Discussion:
Table to Hold Data in a centralized way.
(too old to reply)
Shapper
2012-11-27 01:50:08 UTC
Permalink
Hello,

On a SQL 2008 database I need a table to hold information as follows:

1 - Files (PDF, TXT, HTML, ZIP, PNG, MP4, ...)

2 - Text (Insert through a form in the application)

3 - HTML or other types of markup (Insert through a form in the application)

4 - VIDEOS (HTML 5 Video (1 to 3 files), You Tube Video (Markup)), ...

5 - IMAGES (PNG, GIF, ...)

6 - AUDIO (HTML 5 AUDIO (1 to 2 files).

So I ended up with some problems:

A - One item can have 3 files (An HTML 5 Video should have 3 files);

B - One type can be inserted in different ways (A TEXT can be inserted through a form or a file)

And when later, that item is edited, I need to be able to know how it was inserted to display the same UI.

C - One item can be local or from a online service:

Local Video: HTML 5 VIDEO with 3 files.

Remote Video: HTML Markup for HTML Video.

So I have a few types of content, different sources and different ways of being inserted (UI).

The approach I am planing is the following:

create table dbo.FilesPacks
(
Id int identity not null
constraint FilesPacks_Id_PK primary key clustered (Id),
Created datetime not null,
);

create table dbo.Files
(
Id int identity not null
constraint Files_Id_PK primary key clustered (Id),
PackOfFilesId int not null,
Data varbinary (max) filestream null
constraint Files_Data_DF default (0x),
[Key] uniqueidentifier rowguidcol not null
constraint Files_Key_U unique,
MimeAndInfo nvarchar (200) not null
) filestream_on [STORAGE];

So I have:

A) FilesPacks.

A file pack will allows me to create a Video with 3 Files or a PDF with one file.

B) Files - Using FileStream.

This allows me to hold small files, large files, text and html (in byte form), etc.

The data does not count to the database size.

As disadvantage I see one: Poor update performance.

But in fact the files, after being inserted, will be very rarely updated.

C) Files - Column MimeAndInfo

I have many types of sources and data as mentioned before.

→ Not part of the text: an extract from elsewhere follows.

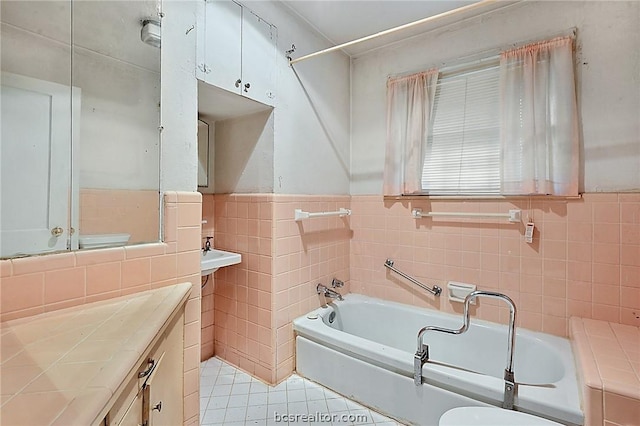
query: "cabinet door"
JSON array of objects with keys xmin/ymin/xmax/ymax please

- A VIDEO can be a file or HTML code for YouTube, Vimeo, etc.

- A Text can be a file or a text inserted from a form.

- ...

My idea is to hold that data in this column. Something like:

text/plain_f (Text inserted by f - form)

text/plain_u (Text inserted by u - uploading a file)

video/mp4_u (Video inserted by u - uploading file)

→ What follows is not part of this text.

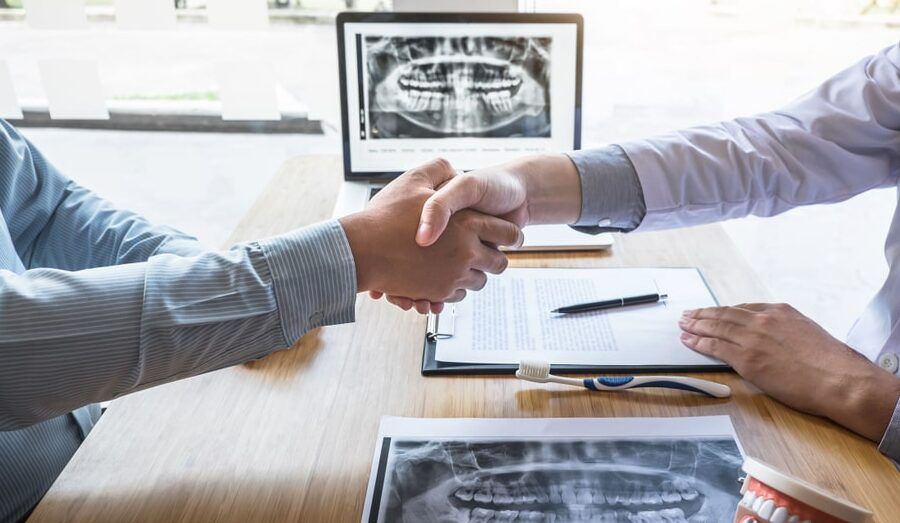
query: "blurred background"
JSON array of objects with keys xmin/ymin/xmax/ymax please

video/youtube_c (FAKE MIME: video from you tube using c - code)


So basically, this column will give me the MIME type and how was inserted into the database.

For a few contents which don't have a mime type I create fake mime types:

"video/youtube", "map/google" ... Of course this is internal to the application.


I have considered having many tables for classification but I am not sure ...

I wanted something flexible ... And that could be kind of controlled by the application.

NOTE: Each item also has an access level according to users ... but I left it out for sake of simplicity.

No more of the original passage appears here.